C’è una sensazione di vuoto e tanti cuori che lo riempiono quel vuoto. Cuori di qui, un po’ fragili, un po’ smarriti, di questo Salento sempre più esposto con i suoi tanti giovani soldati nelle zone di guerra, le vittime degli attentati e ora, adesso, con un suo figlio rapito. Uno che voleva raccontarla la guerra, per combatterla. Uno sequestrato per difendere il diritto di noi tutti all’informazione. Uno che il giornalismo lo fa “con le suole delle scarpe”, camminando e osando. Uno che, subito prima del suo sequestro, era andato a Musa Qala a fare fotografie. Voleva testimoniare, attraverso l’obiettivo della sua Nikon, i drammatici effetti sulla popolazione civile dei bombardamenti aerei della Nato in quella zona, ritenuta una delle maggiori roccaforti della guerriglia talebana. Bombardamenti che sono proseguiti anche nelle ore e nei giorni successivi al rapimento e che hanno provocato nuove distruzioni e nuove vittime civili. Come la piccola Hamida, gravemente ferita e ora ricoverata in un ospedale di Emergency.
Questa generosità è di Gabriele Torsello, questo senso di sacrificio anima il suo cercare, il suo farsi osservatore e testimone, il suo scegliere. Com’è stato all’inizio della sua carriera quando ha raccontato la vita dei poveri nelle strade di Roma, quando ha attraversato l’Albania e il Nepal.
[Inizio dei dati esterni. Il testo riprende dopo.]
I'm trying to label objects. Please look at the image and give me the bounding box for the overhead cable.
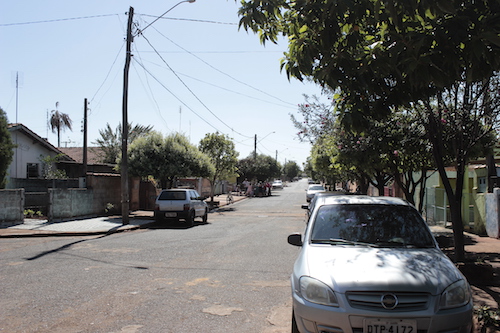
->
[141,34,250,138]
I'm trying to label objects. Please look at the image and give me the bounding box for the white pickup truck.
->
[154,189,208,227]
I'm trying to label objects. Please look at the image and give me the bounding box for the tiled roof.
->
[59,147,111,164]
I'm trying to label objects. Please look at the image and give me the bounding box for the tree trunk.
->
[427,100,465,262]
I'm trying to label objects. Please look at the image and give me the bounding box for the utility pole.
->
[83,98,88,181]
[253,134,257,159]
[121,7,134,225]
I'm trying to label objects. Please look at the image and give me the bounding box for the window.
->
[26,163,40,178]
[477,177,487,193]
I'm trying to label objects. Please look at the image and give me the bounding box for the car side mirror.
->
[288,234,302,246]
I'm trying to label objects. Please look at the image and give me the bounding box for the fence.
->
[423,187,477,229]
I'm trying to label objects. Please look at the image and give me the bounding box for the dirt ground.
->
[435,231,500,333]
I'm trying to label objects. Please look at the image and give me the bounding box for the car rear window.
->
[311,204,434,247]
[158,191,186,200]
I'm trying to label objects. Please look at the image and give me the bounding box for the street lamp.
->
[121,0,196,225]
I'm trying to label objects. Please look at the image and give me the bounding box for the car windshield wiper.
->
[311,238,376,246]
[375,240,433,249]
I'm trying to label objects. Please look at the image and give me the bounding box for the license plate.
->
[363,319,417,333]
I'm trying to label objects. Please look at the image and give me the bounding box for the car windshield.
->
[311,204,434,247]
[158,191,186,200]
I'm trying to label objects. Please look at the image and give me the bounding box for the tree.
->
[128,131,214,188]
[239,0,500,261]
[238,154,280,181]
[0,108,16,189]
[198,133,238,201]
[93,123,153,164]
[283,161,301,180]
[38,154,68,179]
[49,102,72,147]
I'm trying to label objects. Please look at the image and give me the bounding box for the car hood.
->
[302,245,463,295]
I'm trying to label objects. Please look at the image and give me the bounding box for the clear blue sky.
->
[0,0,321,165]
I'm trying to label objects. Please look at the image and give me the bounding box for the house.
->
[6,124,75,188]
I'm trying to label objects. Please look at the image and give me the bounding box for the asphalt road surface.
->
[0,180,307,333]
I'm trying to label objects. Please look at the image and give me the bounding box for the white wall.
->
[7,131,56,178]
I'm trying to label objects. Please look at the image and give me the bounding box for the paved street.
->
[0,183,305,333]
[0,183,500,333]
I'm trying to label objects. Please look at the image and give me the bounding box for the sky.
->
[0,0,321,166]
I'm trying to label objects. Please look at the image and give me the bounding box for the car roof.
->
[162,188,194,192]
[316,195,411,206]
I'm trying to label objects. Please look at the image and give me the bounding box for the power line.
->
[141,34,249,138]
[135,60,222,133]
[139,14,238,25]
[132,50,170,131]
[153,27,295,106]
[0,14,120,27]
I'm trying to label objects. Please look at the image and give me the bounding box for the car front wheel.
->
[186,211,195,227]
[292,310,300,333]
[202,209,208,223]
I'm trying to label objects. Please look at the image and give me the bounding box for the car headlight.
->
[439,280,471,309]
[299,276,339,306]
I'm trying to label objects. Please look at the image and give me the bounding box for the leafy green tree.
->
[283,161,301,180]
[49,102,72,147]
[93,123,153,164]
[128,131,214,188]
[38,154,68,179]
[238,154,280,181]
[239,0,500,261]
[0,108,16,188]
[198,133,238,201]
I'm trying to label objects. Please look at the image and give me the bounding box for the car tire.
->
[201,208,208,223]
[155,214,163,223]
[292,310,300,333]
[186,211,195,228]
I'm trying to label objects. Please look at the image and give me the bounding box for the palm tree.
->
[50,102,72,147]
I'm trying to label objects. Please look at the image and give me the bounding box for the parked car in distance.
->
[288,195,473,333]
[306,184,326,202]
[301,191,346,217]
[154,189,208,226]
[271,179,283,190]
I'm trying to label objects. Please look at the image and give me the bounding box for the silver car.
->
[288,196,473,333]
[306,184,326,202]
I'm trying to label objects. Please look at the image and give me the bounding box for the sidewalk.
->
[0,194,246,238]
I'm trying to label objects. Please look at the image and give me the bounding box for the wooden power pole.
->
[121,7,134,225]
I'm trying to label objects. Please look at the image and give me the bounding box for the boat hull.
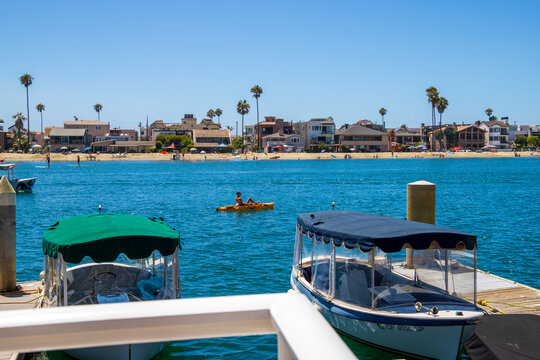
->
[292,279,474,360]
[64,343,165,360]
[216,203,274,211]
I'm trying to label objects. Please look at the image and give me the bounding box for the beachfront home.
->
[336,124,388,152]
[147,114,221,140]
[64,120,111,141]
[0,130,13,152]
[508,124,532,144]
[262,132,305,152]
[94,129,139,142]
[456,125,486,150]
[47,127,92,152]
[249,116,293,147]
[191,129,231,151]
[478,118,510,149]
[293,117,338,151]
[388,124,426,151]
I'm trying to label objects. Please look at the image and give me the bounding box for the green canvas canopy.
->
[43,214,180,263]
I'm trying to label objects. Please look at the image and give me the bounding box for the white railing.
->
[0,291,356,359]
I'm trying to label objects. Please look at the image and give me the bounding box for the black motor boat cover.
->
[465,314,540,360]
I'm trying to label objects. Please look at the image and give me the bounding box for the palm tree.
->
[379,108,386,127]
[236,99,249,140]
[426,86,439,126]
[250,85,262,146]
[206,109,216,121]
[11,113,26,150]
[19,74,34,143]
[437,96,448,149]
[484,108,499,121]
[36,103,45,132]
[214,108,223,124]
[94,104,103,121]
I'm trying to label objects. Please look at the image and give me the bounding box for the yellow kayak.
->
[216,203,274,211]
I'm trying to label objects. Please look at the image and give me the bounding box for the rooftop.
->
[49,127,86,136]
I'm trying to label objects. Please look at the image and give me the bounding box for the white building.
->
[293,117,337,150]
[479,121,511,149]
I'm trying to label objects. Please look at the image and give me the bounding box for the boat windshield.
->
[43,250,180,306]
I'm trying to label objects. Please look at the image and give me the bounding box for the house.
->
[94,129,139,142]
[191,129,231,150]
[64,120,111,141]
[456,125,486,150]
[0,130,9,152]
[336,124,388,152]
[508,124,532,143]
[293,117,338,151]
[388,124,426,151]
[478,121,510,149]
[262,132,305,152]
[48,127,92,152]
[147,114,221,140]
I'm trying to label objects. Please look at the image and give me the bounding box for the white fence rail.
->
[0,291,356,359]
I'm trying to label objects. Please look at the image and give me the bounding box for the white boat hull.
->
[64,343,165,360]
[291,278,481,360]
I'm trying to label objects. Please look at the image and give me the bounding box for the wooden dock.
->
[0,281,42,360]
[477,270,540,315]
[393,263,540,315]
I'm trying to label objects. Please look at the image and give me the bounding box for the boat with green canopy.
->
[42,214,182,359]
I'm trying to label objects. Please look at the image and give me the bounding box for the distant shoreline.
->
[0,151,540,163]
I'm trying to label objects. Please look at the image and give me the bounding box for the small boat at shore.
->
[216,203,274,211]
[41,214,181,360]
[291,211,484,360]
[0,164,37,192]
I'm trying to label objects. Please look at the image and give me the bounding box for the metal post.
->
[369,248,375,310]
[0,176,17,292]
[474,246,478,305]
[407,180,435,269]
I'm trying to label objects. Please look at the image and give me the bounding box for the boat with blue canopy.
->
[42,214,181,360]
[291,211,484,360]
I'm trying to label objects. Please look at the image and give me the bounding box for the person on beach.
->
[236,191,259,206]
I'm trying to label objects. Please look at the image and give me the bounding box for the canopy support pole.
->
[406,180,435,269]
[0,177,17,292]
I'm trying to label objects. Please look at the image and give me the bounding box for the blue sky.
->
[0,1,540,131]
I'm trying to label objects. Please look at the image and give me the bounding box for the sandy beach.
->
[0,151,540,162]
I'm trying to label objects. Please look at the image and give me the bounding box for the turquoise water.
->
[11,158,540,359]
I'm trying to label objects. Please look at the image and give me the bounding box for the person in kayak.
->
[236,191,259,206]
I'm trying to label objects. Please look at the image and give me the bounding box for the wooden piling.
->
[0,176,17,292]
[407,180,435,269]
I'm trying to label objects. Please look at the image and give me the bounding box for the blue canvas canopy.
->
[298,211,476,253]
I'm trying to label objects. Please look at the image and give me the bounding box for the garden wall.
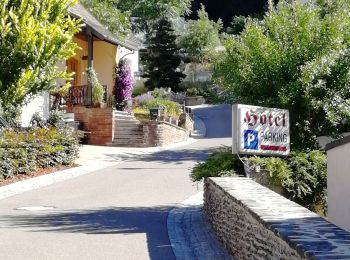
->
[204,177,350,259]
[143,121,189,146]
[326,136,350,231]
[69,106,114,145]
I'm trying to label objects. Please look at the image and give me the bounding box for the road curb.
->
[167,192,232,260]
[0,162,120,199]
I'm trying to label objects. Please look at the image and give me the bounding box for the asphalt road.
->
[0,104,231,260]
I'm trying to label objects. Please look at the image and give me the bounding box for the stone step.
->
[114,120,141,125]
[114,125,143,131]
[114,131,143,137]
[114,127,143,134]
[109,143,145,147]
[114,116,138,121]
[112,138,143,144]
[62,113,74,122]
[113,110,130,115]
[113,136,143,142]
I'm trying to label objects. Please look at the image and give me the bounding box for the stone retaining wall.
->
[143,121,189,146]
[69,106,114,145]
[204,177,350,259]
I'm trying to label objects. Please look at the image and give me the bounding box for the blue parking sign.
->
[244,130,259,150]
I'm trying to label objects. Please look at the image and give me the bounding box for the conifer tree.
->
[144,18,185,92]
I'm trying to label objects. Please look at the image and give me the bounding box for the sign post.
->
[232,104,290,156]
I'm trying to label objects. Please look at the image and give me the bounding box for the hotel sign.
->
[232,105,290,156]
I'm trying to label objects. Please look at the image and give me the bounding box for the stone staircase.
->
[111,111,144,147]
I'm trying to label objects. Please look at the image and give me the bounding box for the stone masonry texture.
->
[204,177,350,259]
[69,106,114,145]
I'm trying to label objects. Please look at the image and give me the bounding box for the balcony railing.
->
[50,85,107,110]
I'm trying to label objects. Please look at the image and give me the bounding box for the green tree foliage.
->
[214,0,350,149]
[0,0,79,109]
[226,15,247,34]
[81,0,131,37]
[144,19,185,92]
[118,0,192,33]
[179,5,222,63]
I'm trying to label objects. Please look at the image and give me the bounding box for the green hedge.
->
[191,149,244,181]
[142,98,182,117]
[0,127,80,179]
[191,149,327,215]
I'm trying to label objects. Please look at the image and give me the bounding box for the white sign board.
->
[232,105,290,156]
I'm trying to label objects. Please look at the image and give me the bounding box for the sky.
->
[190,0,267,26]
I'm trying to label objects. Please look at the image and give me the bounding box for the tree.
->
[81,0,131,37]
[114,60,132,110]
[145,19,185,91]
[0,0,79,110]
[214,0,350,149]
[226,15,247,34]
[118,0,192,34]
[179,5,222,63]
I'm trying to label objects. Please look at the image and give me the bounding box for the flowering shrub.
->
[114,60,132,110]
[135,92,155,107]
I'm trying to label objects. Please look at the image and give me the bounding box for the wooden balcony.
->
[50,85,107,110]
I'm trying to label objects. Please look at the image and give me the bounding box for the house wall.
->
[69,106,114,145]
[117,46,139,80]
[21,92,49,127]
[326,136,350,231]
[94,41,117,98]
[72,37,88,85]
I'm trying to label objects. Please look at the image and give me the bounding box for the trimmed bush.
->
[247,150,327,214]
[0,127,80,179]
[191,149,244,181]
[142,98,182,117]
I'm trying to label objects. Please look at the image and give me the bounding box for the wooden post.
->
[85,28,94,106]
Quando ci ha detto del Kashimir.
E tutti adesso vorremmo che questo silenzio si rompesse. Che le istituzioni si muovessero. Vorremmo che Gabriele potesse tornare dal suo bimbo. Vorremmo noi, da qui, da questo Salento che si sente un po’ solo, alzare una voce, forte, capace, certa nel suo dire basta, lasciatelo libero, che siamo ‘arco di pace’, noi, contro ogni guerra, noi! E Gabriele è uno di noi! Arco di pace contro ogni guerra!